Os medicamentos utilizados para tratar a diabetes tipo 2 têm potencial protetor contra a neurodegeneração. A conclusão vem de um estudo publicado na revista The BMJ. Um trabalho liderado pela Universidade Nacional de Seul, na Coreia do Sul, sugere que os chamados inibidores do cotransportador de sódio-glicose-2 (SGLT-2) podem reduzir o risco de Alzheimer em até 39% quando comparados aos inibidores dipeptidil. peptidase-4 (DPP-4), outro tipo de medicamento para diabetes.
O estudo, que é observacional, analisou dados do Serviço Nacional de Seguro de Saúde da Coreia e envolveu 110.885 adultos com diabetes tipo 2, com idades entre 40 e 69 anos. Os participantes, que iniciaram tratamento com inibidores do SGLT-2 ou DPP-4 entre 2013 e 2021, foram acompanhados por uma média de 670 dias. Durante este período, foram identificados 1.172 casos de demência recentemente diagnosticados.
Os resultados mostraram que as taxas de demência foram de 0,22 por 100 pessoas-ano para aqueles que usaram inibidores do SGLT-2, em comparação com 0,35 no grupo que usou DPP-4. Além disso, o estudo constatou uma redução de 39% no risco de doença de Alzheimer e uma diminuição de 52% no risco de demência vascular associada ao SGLT-2.
Os investigadores também observaram que o efeito dos inibidores do SGLT-2 foi mais pronunciado com tratamentos mais longos. Foi observada uma redução de 48% no risco de demência em pacientes que usaram o medicamento durante mais de dois anos, em comparação com uma redução de 43% em tratamentos de dois anos ou menos.
Embora os resultados sejam promissores, os autores destacaram que, por se tratar de um estudo observacional, não é possível estabelecer uma relação direta de causa e efeito. Os cientistas dizem que são necessários mais ensaios para confirmar estas descobertas e sugerem que são necessárias mais pesquisas “para explorar os mecanismos subjacentes de quaisquer efeitos neuroprotetores dos inibidores do SGLT-2”.
Lucas Mella, diretor científico da Associação Brasileira de Alzheimer, região de São Paulo, ressalta que a presença de diabetes mellitus implica um risco 60% maior de desenvolver demência ao longo dos anos em comparação com quem não tem a doença. “Portanto, esta é uma população com maior risco de demência. Um melhor controlo da diabetes e das suas consequências para o cérebro pode ter um impacto significativo na redução do risco de demência”.
Segundo Mella, há estudos que sugerem que essas drogas parecem agir inibindo a acetilcolinesterase, enzima que degrada a acetilcolina — importante neurotransmissor para as funções cognitivas, principalmente a memória. “É importante considerar mecanismos indiretos e não apenas a ação neurobiológica direta dessas drogas. Ao melhorar o controle do diabetes e de outros parâmetros cardio e cerebrovasculares, há uma ação neuroprotetora, reduzindo lesões e danos cerebrais mediados por esses fatores de risco, como o diabetes , pressão alta, colesterol alto, aumento de triglicerídeos e todo o quadro da síndrome metabólica.”

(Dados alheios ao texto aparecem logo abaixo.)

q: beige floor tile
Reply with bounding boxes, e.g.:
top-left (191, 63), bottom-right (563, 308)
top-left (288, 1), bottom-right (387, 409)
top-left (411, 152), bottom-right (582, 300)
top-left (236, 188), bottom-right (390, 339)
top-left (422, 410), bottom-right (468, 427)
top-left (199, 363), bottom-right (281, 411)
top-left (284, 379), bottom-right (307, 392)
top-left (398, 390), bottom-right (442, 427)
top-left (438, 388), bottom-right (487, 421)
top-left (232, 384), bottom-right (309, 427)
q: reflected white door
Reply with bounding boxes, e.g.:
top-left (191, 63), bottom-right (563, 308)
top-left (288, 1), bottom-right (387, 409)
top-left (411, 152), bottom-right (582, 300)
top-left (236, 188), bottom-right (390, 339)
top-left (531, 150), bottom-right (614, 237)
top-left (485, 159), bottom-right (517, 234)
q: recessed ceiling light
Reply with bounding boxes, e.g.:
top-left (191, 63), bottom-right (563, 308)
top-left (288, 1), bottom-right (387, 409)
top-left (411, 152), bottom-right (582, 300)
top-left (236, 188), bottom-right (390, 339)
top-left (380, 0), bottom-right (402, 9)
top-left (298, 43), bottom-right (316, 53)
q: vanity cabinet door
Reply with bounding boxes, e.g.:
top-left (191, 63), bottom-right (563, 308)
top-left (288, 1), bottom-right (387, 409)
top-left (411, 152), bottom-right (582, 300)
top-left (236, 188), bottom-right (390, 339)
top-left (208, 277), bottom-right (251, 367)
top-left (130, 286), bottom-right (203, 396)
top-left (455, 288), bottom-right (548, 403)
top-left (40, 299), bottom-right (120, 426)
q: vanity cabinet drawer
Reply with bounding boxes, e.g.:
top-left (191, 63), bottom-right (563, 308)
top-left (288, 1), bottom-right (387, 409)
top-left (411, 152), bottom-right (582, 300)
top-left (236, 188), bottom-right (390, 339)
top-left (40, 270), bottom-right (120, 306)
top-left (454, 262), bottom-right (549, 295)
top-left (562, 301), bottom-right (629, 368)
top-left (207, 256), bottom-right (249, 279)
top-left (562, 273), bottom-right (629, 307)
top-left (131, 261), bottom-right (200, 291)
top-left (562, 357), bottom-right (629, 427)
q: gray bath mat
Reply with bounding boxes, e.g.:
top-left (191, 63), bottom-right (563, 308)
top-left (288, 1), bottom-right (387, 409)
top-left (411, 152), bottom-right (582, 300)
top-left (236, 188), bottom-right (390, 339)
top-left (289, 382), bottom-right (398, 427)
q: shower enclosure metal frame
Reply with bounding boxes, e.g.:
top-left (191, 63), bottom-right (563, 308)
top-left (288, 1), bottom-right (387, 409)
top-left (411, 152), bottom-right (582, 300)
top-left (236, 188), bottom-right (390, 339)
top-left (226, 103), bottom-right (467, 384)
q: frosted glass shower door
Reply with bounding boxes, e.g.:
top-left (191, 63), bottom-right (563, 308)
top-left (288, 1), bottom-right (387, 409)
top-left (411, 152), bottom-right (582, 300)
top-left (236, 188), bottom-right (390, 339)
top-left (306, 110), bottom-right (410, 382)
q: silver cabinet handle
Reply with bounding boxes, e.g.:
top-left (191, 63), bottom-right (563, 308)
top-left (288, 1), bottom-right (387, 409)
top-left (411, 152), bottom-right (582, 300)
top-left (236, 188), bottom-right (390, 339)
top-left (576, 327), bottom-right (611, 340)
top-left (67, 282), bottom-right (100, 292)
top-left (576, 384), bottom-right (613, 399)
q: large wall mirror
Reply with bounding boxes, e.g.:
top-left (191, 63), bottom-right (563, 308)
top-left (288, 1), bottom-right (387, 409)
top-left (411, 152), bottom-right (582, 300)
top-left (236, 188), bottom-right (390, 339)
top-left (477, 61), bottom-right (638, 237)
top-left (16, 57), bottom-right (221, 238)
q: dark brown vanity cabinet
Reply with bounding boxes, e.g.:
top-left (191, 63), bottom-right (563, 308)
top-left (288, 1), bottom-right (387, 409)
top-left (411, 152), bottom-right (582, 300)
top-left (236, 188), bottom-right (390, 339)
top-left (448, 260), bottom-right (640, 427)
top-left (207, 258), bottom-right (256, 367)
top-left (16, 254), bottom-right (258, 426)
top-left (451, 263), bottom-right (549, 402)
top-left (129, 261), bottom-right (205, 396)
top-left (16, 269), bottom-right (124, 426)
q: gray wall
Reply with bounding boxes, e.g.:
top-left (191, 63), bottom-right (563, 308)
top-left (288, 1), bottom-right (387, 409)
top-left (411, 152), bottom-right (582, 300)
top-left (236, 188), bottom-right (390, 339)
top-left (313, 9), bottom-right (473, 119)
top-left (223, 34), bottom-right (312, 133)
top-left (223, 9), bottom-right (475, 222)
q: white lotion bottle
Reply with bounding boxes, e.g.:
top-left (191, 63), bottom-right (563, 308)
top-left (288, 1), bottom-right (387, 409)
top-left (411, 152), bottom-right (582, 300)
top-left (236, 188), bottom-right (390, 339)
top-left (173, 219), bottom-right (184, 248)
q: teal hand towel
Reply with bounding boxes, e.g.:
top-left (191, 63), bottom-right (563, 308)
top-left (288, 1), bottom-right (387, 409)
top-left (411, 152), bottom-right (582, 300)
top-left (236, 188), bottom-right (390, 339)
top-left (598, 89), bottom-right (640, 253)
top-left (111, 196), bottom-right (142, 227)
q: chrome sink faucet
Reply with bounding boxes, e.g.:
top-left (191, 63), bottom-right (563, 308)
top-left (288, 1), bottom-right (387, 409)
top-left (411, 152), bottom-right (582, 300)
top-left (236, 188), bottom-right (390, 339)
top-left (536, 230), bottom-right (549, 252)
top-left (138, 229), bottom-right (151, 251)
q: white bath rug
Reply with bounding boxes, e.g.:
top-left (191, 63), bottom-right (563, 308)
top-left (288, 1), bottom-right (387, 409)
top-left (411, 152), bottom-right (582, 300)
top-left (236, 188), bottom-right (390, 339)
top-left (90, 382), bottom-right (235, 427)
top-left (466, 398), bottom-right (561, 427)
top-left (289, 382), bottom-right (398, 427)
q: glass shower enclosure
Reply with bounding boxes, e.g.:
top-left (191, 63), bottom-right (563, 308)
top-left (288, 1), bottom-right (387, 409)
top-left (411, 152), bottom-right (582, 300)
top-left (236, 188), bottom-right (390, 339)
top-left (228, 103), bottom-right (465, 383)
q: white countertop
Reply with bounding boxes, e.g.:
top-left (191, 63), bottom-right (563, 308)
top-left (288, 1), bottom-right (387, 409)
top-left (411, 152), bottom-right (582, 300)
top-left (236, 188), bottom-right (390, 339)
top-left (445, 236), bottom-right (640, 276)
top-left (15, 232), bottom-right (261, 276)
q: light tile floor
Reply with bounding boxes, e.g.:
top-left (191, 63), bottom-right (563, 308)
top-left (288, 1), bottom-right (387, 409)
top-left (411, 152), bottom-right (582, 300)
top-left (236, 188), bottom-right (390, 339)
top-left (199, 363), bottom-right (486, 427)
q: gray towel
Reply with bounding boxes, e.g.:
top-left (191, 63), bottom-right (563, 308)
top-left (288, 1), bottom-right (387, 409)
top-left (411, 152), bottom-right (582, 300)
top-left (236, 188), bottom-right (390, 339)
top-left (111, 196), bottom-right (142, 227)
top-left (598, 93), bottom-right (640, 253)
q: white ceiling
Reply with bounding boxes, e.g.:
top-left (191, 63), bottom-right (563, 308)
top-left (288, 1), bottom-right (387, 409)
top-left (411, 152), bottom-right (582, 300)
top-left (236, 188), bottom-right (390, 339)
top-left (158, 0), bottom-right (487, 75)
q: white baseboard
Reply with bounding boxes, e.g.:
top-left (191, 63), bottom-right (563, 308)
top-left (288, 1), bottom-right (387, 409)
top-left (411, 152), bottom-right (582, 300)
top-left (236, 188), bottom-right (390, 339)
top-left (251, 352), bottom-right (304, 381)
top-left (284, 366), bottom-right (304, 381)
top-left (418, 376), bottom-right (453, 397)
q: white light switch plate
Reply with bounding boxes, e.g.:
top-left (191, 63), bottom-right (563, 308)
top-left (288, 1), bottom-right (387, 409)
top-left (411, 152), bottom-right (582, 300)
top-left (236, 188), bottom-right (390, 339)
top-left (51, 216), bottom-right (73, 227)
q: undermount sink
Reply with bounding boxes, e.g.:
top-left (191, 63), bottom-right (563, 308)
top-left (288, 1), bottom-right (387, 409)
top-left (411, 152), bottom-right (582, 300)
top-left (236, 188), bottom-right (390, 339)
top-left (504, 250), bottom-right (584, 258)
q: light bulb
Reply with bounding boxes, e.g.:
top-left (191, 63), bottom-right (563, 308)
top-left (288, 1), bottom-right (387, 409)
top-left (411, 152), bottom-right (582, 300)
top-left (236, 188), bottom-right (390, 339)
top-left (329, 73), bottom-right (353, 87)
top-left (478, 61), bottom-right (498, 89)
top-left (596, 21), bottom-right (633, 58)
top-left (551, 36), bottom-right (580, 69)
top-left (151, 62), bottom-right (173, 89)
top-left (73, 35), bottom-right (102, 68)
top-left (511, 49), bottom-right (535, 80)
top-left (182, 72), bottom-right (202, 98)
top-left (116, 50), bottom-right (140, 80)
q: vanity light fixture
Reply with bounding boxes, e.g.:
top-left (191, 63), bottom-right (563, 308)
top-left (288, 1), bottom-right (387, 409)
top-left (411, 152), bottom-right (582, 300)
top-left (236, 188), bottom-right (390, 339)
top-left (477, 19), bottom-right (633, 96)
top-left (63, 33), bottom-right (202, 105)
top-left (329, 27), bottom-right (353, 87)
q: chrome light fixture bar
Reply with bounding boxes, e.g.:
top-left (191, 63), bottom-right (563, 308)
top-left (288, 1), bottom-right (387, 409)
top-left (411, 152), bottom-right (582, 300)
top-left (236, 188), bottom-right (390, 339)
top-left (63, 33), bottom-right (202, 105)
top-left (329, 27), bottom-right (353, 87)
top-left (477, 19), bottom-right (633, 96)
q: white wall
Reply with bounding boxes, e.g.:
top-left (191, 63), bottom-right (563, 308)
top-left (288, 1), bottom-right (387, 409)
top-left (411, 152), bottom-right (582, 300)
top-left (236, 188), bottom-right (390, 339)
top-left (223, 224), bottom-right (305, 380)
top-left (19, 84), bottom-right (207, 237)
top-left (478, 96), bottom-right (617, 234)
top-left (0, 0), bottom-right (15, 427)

Fábio Henrique de Gobbi Porto, neurologista e professor de neurologia da Universidade São Camilo, em São Paulo, detalha que os inibidores do cotransportador sódio-glicose 2 (SGLT2) têm sido estudados por seus efeitos benéficos além do controle glicêmico. “Trabalhos de observação sugerem que estes medicamentos podem ter um papel na redução do risco de demência, embora o mecanismo exato ainda não seja compreendido. Alguns mecanismos propostos incluem a melhoria do controlo glicémico e a redução dos fatores de risco cardiovascular, o que pode levar a menos lesões cerebrovasculares.”
Problema global
A Organização Mundial de Saúde estima que o número de pessoas com demência em todo o mundo deverá atingir 78 milhões até 2030. Dado que a diabetes tipo 2 está associada a um risco mais elevado de desenvolver demência, as novas evidências sobre os inibidores do SGLT-2 são particularmente relevantes. Um estudo recente realizado em indivíduos com mais de 65 anos sugeriu um risco reduzido de demência com estes medicamentos em comparação com os inibidores DPP-4, mas os efeitos em pessoas mais jovens e em tipos específicos de demência ainda são incertos. Considerando o impacto socioeconómico e os desafios de saúde pública associados à demência e à diabetes tipo 2, os autores recomendaram que as orientações clínicas e as políticas de saúde fossem atualizadas regularmente para incorporar novas descobertas. Com o atual cenário limitado de tratamento, são importantes estratégias que possam potencialmente preveni-lo.